Lorsque les auteurs ont appliqué leur modèle aux données d’essai, les courbes prédites ont bien reproduit les mesures, en particulier l’évolution du dommage. Le modèle montre que le dommage progresse selon cinq étapes, formant une trajectoire en S : une phase initiale stable, un début progressif du dommage, une phase d’accélération rapide, une phase de ralentissement à l’approche de la limite de résistance, puis une phase finale où la roche est largement défaillante. L’augmentation du nombre de cycles séchage‑humectation décale cette courbe en S vers la gauche, ce qui signifie que la roche atteint des niveaux de dommage sérieux à des déformations plus faibles. Une pression confinante plus élevée la décale vers la droite, retardant la rupture et permettant une plus grande déformation avant l’effondrement.

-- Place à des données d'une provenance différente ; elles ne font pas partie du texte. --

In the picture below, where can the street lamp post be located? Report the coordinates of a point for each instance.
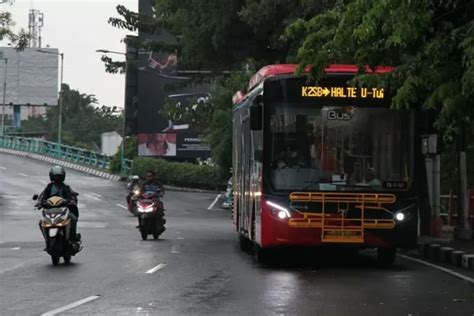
(4, 96)
(60, 103)
(122, 146)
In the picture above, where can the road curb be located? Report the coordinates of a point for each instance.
(441, 253)
(66, 164)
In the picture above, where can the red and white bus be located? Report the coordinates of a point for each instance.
(326, 164)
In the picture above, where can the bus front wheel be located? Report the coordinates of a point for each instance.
(244, 243)
(386, 255)
(261, 255)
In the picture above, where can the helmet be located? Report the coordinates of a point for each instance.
(57, 172)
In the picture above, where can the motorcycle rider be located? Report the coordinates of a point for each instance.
(57, 187)
(152, 184)
(135, 181)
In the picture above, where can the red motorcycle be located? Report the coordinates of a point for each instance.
(151, 214)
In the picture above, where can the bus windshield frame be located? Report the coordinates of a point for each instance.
(325, 145)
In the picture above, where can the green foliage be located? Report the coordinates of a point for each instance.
(179, 173)
(222, 35)
(429, 42)
(130, 152)
(213, 115)
(219, 134)
(83, 121)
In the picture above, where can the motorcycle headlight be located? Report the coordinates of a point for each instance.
(146, 209)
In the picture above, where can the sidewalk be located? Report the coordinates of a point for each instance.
(455, 252)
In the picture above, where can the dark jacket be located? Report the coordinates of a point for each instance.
(65, 192)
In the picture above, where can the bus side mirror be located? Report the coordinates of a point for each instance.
(256, 114)
(258, 155)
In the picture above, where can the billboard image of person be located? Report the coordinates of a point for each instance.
(157, 144)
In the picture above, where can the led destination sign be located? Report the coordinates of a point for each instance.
(342, 92)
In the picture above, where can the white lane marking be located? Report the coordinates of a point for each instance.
(92, 196)
(122, 206)
(158, 267)
(215, 201)
(71, 306)
(459, 275)
(174, 250)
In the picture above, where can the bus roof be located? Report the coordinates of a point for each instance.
(286, 69)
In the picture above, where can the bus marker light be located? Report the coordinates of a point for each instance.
(283, 212)
(400, 216)
(282, 215)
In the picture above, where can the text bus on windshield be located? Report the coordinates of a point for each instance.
(323, 164)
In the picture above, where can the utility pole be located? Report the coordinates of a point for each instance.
(463, 231)
(4, 96)
(122, 146)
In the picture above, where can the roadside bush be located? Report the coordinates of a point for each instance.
(180, 173)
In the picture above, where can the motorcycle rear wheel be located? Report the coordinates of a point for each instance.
(67, 259)
(55, 260)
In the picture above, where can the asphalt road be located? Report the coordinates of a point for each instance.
(195, 268)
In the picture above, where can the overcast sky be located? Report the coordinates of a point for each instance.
(78, 28)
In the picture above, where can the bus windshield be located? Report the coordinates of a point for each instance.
(330, 148)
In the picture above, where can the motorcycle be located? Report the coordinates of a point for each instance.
(55, 225)
(151, 214)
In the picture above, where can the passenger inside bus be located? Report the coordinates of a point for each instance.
(371, 179)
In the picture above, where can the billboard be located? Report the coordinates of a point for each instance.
(159, 81)
(32, 76)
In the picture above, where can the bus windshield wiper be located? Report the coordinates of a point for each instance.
(313, 183)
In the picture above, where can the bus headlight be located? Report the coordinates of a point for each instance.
(399, 216)
(282, 211)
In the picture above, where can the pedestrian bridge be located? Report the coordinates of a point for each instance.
(71, 157)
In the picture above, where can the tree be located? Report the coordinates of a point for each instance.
(83, 120)
(224, 35)
(214, 115)
(430, 44)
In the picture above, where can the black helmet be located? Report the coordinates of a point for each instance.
(57, 172)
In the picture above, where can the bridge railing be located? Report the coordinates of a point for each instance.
(63, 152)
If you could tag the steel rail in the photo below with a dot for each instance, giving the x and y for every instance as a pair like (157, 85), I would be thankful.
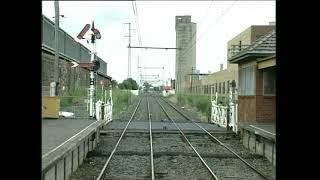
(222, 144)
(199, 156)
(150, 136)
(102, 173)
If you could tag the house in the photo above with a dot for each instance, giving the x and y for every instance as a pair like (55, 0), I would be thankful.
(257, 95)
(220, 80)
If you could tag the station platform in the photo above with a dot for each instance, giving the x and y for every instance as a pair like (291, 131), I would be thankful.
(260, 138)
(65, 143)
(266, 130)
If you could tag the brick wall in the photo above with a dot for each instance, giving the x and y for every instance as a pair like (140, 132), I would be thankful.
(265, 109)
(247, 108)
(70, 78)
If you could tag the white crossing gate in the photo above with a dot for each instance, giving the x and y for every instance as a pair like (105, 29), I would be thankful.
(220, 114)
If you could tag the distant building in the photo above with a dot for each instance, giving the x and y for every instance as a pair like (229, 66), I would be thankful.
(186, 56)
(220, 81)
(257, 75)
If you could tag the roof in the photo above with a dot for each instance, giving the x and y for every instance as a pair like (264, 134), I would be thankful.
(262, 47)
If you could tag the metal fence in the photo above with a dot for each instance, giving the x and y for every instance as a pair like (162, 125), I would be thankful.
(77, 105)
(221, 114)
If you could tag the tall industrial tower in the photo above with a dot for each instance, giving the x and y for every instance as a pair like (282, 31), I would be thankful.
(186, 56)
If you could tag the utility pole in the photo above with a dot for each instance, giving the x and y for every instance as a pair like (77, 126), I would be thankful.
(92, 78)
(54, 85)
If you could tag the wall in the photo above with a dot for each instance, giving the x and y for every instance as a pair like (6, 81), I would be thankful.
(246, 108)
(186, 57)
(203, 86)
(265, 104)
(70, 78)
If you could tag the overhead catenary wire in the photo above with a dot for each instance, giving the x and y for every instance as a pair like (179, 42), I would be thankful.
(201, 35)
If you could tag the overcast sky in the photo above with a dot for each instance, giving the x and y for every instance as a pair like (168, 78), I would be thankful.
(217, 23)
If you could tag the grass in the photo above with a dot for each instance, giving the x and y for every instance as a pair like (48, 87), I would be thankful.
(121, 100)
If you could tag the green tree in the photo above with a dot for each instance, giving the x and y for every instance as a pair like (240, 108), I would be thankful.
(129, 84)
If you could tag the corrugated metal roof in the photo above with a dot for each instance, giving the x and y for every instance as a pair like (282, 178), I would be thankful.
(264, 46)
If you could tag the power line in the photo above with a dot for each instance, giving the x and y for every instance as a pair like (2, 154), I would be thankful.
(201, 35)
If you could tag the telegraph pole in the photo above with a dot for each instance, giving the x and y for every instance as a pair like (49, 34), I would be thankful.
(129, 51)
(54, 85)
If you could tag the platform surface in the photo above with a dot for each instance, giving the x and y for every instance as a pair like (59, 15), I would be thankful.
(267, 130)
(57, 131)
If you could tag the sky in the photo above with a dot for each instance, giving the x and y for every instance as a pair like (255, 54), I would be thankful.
(217, 23)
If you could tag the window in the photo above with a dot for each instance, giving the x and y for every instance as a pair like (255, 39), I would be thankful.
(269, 83)
(247, 80)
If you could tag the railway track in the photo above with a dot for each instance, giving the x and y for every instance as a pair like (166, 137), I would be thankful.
(212, 137)
(163, 155)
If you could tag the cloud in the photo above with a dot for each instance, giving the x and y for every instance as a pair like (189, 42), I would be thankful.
(157, 28)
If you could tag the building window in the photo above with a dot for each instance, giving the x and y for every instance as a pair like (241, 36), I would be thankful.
(269, 82)
(247, 81)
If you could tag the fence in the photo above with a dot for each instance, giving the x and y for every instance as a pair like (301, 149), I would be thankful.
(77, 106)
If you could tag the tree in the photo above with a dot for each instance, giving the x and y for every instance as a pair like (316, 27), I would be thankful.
(114, 83)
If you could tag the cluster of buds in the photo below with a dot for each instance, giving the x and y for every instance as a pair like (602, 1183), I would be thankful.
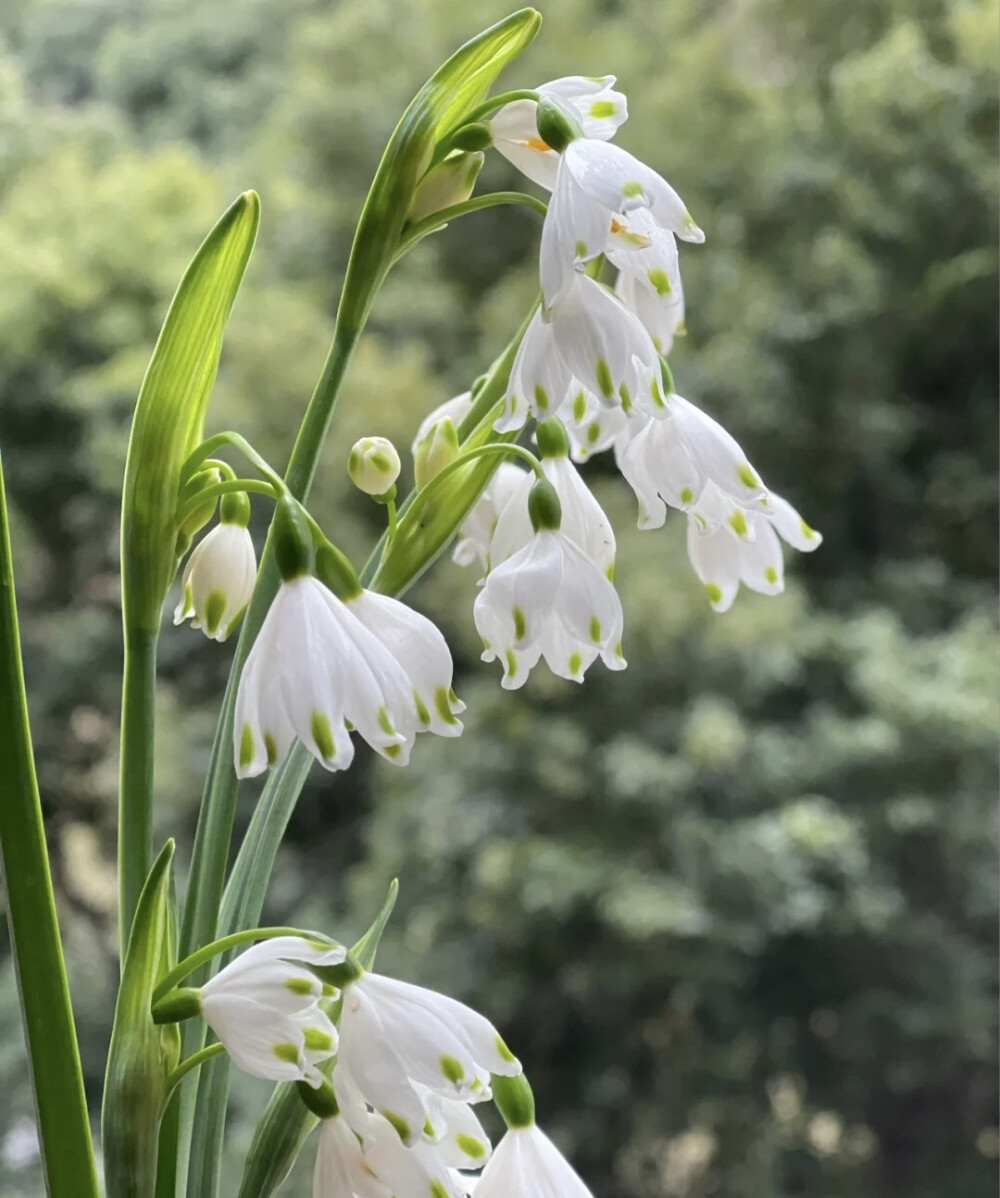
(392, 1070)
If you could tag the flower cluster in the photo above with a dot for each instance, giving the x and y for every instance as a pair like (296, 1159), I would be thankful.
(395, 1084)
(332, 658)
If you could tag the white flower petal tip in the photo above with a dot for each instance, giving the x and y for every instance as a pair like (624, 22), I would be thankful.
(527, 1162)
(314, 670)
(419, 647)
(218, 581)
(549, 599)
(400, 1042)
(264, 1008)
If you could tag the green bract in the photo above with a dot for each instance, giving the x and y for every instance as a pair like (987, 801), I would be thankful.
(170, 410)
(141, 1054)
(450, 94)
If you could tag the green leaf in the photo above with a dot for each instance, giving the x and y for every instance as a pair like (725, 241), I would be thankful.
(286, 1123)
(170, 410)
(452, 92)
(141, 1054)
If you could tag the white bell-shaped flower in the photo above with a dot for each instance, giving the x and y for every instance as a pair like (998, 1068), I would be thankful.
(420, 648)
(477, 531)
(672, 458)
(264, 1006)
(399, 1041)
(527, 1162)
(728, 545)
(583, 520)
(364, 1157)
(549, 600)
(592, 342)
(599, 109)
(218, 581)
(313, 669)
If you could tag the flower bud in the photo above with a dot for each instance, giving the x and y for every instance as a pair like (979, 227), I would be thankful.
(436, 449)
(449, 182)
(374, 465)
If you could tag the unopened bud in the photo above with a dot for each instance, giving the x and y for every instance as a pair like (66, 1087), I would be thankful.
(450, 182)
(436, 449)
(374, 465)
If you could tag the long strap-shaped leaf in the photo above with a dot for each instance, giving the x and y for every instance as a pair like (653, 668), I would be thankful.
(64, 1129)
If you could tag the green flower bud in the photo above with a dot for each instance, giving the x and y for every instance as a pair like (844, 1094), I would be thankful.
(544, 507)
(556, 125)
(552, 440)
(514, 1100)
(374, 465)
(436, 449)
(450, 182)
(473, 137)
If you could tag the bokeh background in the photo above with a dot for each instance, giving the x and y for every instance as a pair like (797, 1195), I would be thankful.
(737, 907)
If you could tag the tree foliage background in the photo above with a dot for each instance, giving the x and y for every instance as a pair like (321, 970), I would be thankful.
(735, 908)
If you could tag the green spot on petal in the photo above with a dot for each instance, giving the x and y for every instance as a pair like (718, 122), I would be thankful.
(605, 382)
(442, 706)
(399, 1123)
(453, 1069)
(317, 1041)
(738, 524)
(472, 1147)
(246, 745)
(322, 733)
(747, 477)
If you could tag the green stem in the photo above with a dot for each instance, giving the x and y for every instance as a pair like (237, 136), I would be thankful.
(234, 941)
(193, 1062)
(64, 1127)
(430, 224)
(135, 790)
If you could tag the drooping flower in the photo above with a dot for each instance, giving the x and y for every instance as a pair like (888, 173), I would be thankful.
(420, 648)
(399, 1041)
(594, 103)
(218, 581)
(672, 458)
(314, 666)
(728, 545)
(549, 599)
(527, 1162)
(265, 1008)
(477, 531)
(592, 343)
(364, 1157)
(583, 520)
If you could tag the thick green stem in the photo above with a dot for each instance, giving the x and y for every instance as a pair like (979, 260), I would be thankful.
(64, 1127)
(135, 788)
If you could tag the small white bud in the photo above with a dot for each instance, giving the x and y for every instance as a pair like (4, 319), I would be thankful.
(374, 465)
(436, 449)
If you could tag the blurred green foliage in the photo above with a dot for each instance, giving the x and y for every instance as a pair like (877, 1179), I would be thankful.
(735, 908)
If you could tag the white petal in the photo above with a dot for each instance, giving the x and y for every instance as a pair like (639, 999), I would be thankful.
(539, 379)
(620, 182)
(791, 526)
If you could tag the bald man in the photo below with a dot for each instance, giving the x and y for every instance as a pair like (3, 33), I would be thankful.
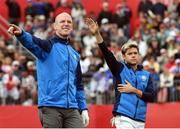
(61, 97)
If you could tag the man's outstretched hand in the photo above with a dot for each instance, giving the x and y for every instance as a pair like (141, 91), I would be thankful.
(14, 30)
(92, 25)
(94, 29)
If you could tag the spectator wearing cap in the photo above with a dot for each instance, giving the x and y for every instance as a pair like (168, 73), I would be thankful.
(104, 13)
(15, 68)
(166, 83)
(11, 82)
(144, 6)
(29, 9)
(2, 90)
(176, 68)
(14, 11)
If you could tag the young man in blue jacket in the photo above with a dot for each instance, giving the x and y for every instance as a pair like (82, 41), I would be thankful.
(133, 85)
(60, 91)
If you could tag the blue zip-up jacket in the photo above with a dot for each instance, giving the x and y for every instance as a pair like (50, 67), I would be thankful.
(58, 72)
(128, 104)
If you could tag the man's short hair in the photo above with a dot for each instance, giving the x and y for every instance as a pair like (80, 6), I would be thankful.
(128, 45)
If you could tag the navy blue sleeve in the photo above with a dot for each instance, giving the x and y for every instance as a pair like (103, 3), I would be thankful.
(150, 93)
(80, 94)
(115, 66)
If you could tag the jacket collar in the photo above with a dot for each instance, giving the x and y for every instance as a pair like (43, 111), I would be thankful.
(139, 67)
(61, 40)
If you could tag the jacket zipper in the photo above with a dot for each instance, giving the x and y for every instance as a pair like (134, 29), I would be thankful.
(137, 100)
(68, 76)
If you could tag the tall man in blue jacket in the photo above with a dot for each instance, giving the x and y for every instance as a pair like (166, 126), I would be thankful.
(133, 85)
(60, 92)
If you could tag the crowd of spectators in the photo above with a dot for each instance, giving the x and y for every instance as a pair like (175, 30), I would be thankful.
(156, 31)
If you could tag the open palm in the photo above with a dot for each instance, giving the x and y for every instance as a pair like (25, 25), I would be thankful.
(93, 27)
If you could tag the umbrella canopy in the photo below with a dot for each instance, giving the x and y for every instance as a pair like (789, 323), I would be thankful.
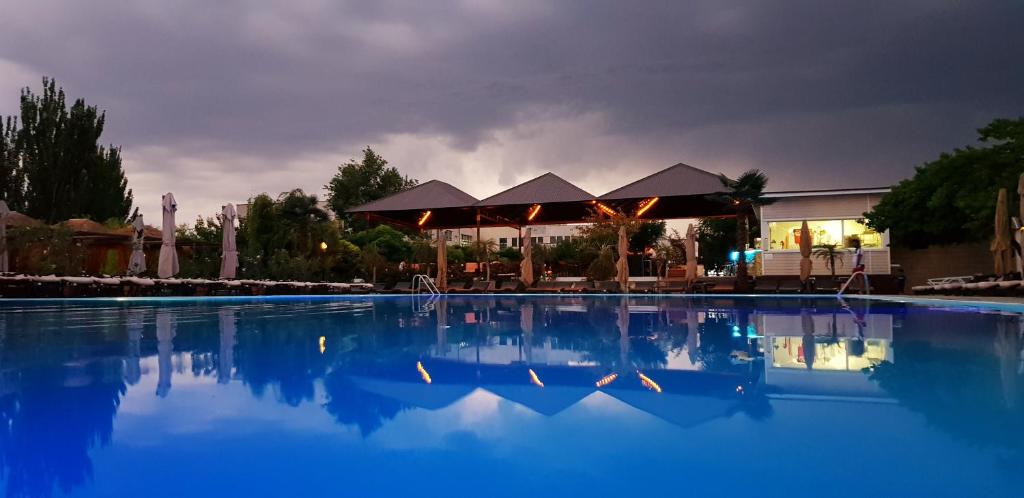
(168, 255)
(229, 252)
(136, 263)
(623, 266)
(3, 236)
(805, 252)
(441, 281)
(1000, 243)
(526, 265)
(690, 244)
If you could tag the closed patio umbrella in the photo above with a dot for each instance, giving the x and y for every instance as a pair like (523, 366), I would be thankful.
(526, 264)
(136, 263)
(805, 253)
(1000, 243)
(229, 255)
(3, 236)
(690, 244)
(623, 265)
(168, 254)
(441, 281)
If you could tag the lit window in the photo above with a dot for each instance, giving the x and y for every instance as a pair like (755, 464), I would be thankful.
(784, 236)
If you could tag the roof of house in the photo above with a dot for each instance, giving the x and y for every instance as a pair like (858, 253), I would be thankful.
(549, 188)
(429, 195)
(680, 179)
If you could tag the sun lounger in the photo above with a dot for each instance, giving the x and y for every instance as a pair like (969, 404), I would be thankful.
(509, 286)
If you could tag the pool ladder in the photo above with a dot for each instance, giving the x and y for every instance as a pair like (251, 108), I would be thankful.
(421, 282)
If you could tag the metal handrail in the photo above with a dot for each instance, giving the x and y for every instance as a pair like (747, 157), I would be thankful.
(420, 281)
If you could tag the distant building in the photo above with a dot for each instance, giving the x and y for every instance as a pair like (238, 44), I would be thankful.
(833, 216)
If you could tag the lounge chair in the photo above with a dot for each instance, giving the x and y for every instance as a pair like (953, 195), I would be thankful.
(766, 286)
(791, 286)
(606, 286)
(478, 287)
(547, 287)
(509, 286)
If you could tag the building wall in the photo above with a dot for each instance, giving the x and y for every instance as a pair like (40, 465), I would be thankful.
(820, 207)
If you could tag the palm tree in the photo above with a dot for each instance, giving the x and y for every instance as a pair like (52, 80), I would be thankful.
(829, 253)
(744, 194)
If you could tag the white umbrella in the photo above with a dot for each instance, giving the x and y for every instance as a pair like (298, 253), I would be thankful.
(3, 236)
(526, 265)
(168, 255)
(690, 244)
(136, 263)
(229, 256)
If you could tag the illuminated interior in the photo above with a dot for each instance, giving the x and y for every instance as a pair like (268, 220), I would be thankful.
(841, 355)
(784, 236)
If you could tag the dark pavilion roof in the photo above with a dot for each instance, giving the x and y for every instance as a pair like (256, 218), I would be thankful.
(548, 188)
(429, 195)
(681, 179)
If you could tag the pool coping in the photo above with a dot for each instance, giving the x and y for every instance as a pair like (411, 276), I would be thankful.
(932, 301)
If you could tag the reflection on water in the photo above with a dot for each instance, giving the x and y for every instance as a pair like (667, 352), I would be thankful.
(66, 369)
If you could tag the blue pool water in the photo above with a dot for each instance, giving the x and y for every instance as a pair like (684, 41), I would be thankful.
(509, 396)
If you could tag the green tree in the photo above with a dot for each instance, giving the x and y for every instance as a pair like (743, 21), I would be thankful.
(11, 174)
(67, 172)
(744, 194)
(952, 199)
(358, 182)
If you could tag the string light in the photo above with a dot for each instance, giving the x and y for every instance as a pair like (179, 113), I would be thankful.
(644, 206)
(607, 379)
(423, 372)
(535, 379)
(532, 212)
(649, 383)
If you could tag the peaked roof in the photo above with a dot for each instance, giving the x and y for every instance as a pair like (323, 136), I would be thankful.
(430, 195)
(681, 179)
(548, 188)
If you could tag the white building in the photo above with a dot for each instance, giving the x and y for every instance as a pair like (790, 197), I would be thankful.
(833, 216)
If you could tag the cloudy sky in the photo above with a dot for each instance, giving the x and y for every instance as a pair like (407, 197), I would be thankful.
(218, 100)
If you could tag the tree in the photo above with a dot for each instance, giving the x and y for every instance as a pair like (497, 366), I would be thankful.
(952, 199)
(358, 182)
(744, 194)
(829, 253)
(11, 174)
(67, 173)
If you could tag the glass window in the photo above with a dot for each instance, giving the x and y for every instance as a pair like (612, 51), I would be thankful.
(784, 236)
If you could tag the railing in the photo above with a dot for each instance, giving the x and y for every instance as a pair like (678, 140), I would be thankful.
(424, 282)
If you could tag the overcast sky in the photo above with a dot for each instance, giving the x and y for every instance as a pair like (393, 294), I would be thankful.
(216, 100)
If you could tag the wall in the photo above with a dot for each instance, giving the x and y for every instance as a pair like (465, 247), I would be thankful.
(953, 260)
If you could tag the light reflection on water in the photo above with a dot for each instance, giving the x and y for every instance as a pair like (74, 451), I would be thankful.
(603, 396)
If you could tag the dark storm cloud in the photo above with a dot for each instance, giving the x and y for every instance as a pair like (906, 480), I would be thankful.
(817, 93)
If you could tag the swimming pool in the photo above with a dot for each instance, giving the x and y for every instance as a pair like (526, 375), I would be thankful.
(509, 396)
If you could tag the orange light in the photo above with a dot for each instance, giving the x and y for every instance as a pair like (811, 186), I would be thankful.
(532, 212)
(534, 379)
(607, 379)
(649, 383)
(644, 206)
(607, 210)
(423, 372)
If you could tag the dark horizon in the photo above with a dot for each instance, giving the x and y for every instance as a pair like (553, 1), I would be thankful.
(217, 102)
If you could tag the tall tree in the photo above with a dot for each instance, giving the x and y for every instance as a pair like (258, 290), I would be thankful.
(952, 199)
(68, 173)
(11, 175)
(358, 182)
(744, 194)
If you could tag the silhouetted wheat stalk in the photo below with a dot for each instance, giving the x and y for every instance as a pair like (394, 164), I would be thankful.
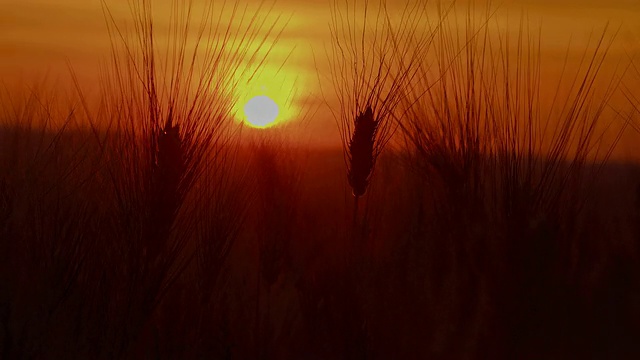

L’angle de la fissure règle le niveau de dommage initial et la direction préférentielle de propagation, avec un pic de sévérité autour de 45° d’inclinaison.

Ce que cela signifie pour pentes et tunnels

Concrètement, l’étude fournit une règle quantitative de « vieillissement et rupture » pour le schiste fissuré : les cycles répétés d’humidification et de dessiccation agissent comme un accélérateur discret du dommage, la pression confinante joue le rôle d’une ceinture de retenue, et l’orientation d’une fissure majeure définit la trajectoire privilégiée de la rupture. En réunissant ces trois influences dans un seul modèle qui reproduit le comportement contrainte–déformation réel, les ingénieurs disposent d’un outil pour anticiper comment les pentes en schiste et les excavations souterraines se détérioreront au fil des saisons et des charges. Cela peut orienter des conceptions plus sûres, un meilleur suivi et des renforcements opportuns avant que de petits changements invisibles dans la roche ne se transforment en désastres visibles et étendus.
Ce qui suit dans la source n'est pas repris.